The Database Manager for PostgreSQL ServerTemplates published by RightScale support the use of primary and secondary storage locations for creating back-ups of databases. If the cloud does not support the use of volumes, the secondary backups can be saved to a different remote object store (ROS) location than the primary backup.


Primary Backup Storage

Primary backups are designed to take the most efficient backup of your database based upon the best storage solution that's supported by the cloud provider in which your server is running. When you launch a database server and run an operational script to initialize it as either a master or slave, the operational script schedules a cron job to save backups as the primary storage type, which is automatically selected for you based on your cloud provider. For clouds that support it, volume-based storage is always used as the primary storage location.

Below is a list of each supported cloud and its default primary backup storage solution. For clouds that do not support volumes, you can use any ROS solution listed under the 'Primary Backup Storage Cloud (default)' input.

  • Amazon EC2 - Amazon EBS volumes (single or striped volumes)
  • Azure - Volumes
  • CloudStack (w/ volumes) - CloudStack volumes (single or striped volumes)
  • CloudStack (w/o volumes) - Remote Object Storage
  • Datapipe - Volumes
  • HP  - Remote Object Storage
  • Google - Google Cloud Storage
  • Rackspace First Generation (legacy) - Rackspace Cloud Files
  • Rackspace Open Cloud (aka Rackspace Next Generation) - Volumes
  • SoftLayer - Remote Object Storage (Swift)

By default, the primary scheduled backup job runs once per hour on the slave server, and once every four hours on the master server.

For clouds that support volumes, use the 'Nickname' input to name the volumes that are attached to the servers.
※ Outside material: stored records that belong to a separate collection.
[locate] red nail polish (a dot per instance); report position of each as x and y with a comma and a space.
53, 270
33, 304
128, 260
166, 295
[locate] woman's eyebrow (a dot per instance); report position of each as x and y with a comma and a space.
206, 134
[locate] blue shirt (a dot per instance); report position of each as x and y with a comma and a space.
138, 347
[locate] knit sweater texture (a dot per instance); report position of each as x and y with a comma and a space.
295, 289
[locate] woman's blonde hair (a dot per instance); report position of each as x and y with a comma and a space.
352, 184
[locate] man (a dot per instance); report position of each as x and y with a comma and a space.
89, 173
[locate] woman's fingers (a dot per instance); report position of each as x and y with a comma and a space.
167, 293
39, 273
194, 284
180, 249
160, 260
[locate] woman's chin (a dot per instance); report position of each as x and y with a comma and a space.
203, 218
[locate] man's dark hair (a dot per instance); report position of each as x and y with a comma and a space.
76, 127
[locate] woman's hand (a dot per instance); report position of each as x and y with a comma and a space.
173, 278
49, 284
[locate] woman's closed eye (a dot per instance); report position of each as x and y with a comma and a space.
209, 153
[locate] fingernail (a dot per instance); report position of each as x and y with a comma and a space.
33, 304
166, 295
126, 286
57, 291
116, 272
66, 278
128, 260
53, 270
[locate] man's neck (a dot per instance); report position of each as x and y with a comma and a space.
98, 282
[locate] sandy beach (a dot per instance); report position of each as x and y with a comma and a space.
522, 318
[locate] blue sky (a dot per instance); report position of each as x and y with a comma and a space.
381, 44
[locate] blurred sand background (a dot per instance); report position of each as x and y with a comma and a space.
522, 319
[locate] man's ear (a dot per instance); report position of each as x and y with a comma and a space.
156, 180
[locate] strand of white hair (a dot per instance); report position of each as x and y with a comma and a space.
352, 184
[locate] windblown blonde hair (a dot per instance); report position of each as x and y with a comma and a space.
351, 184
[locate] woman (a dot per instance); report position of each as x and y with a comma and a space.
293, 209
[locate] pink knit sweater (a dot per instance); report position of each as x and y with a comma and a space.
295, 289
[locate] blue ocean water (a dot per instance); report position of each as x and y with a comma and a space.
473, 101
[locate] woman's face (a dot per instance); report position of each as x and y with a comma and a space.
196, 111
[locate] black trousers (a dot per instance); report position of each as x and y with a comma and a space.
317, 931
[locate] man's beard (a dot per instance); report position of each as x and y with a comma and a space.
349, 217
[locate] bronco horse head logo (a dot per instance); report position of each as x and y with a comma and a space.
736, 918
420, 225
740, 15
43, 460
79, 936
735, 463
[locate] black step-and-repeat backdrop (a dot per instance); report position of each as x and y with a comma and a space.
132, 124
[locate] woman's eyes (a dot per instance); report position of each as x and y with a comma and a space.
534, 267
By default, the input is set to "data_storage" so if you have multiple deployments within a RightScale account you should use a unique name for this input for organizational purposes. Otherwise, you will have to filter by tag to find the volumes that are specific to a deployment.

Continuous Primary Backup Policy

By default, a cron job is configured on each database server once it's initialized as either a master or slave to take continuous backups.

  • Primary backups are automatically taken once per hour on all slave database servers.
  • Primary backups are automatically taken once per day on the master database server.

The hour and minute of the backup is randomly generated at launch time, unless you use the following inputs to specify a more convenient time in standard crontab format:

  • Master Backup Cron Hour
  • Master Backup Cron Minute
  • Slave Backup Cron Hour
  • Slave Backup Cron Minute

Secondary Backup Storage

Secondary backup storage is designed to take backups to a remote cloud/region in the case of a cloud outtage or database migration to another cloud provider. The Database Manager for PostgreSQL 9.1 Beta ServerTemplates also let you select a secondary backup location from the following available public-cloud remote object storage (ROS) providers:

  • Amazon S3
  • Rackspace Cloud Files (US)
  • Rackspace Cloud Files (UK)
  • Google
  • Azure
  • HP
  • SoftLayer_Dallas
  • SoftLayer_Singapore
  • SoftLayer_Amsterdam

Data is stored as .gzip files (or objects) in named ROS containers. Files are stored as private or public objects. By default, they will be stored as private objects that are only accessible to servers launched with the same cloud credentials. 

While secondary backups are typically slower and more resource-intensive than volume-based primary backups, they are recommended and useful in disaster-recovery or cloud migration scenarios where you need to launch the database servers in a different cloud/region.

By default, secondary backups are performed manually (as needed) by running the db::do_secondary_backup operational script, as described in the Database Manager for PostgreSQL 9.1 Beta (v13 Infinity) - Runbook.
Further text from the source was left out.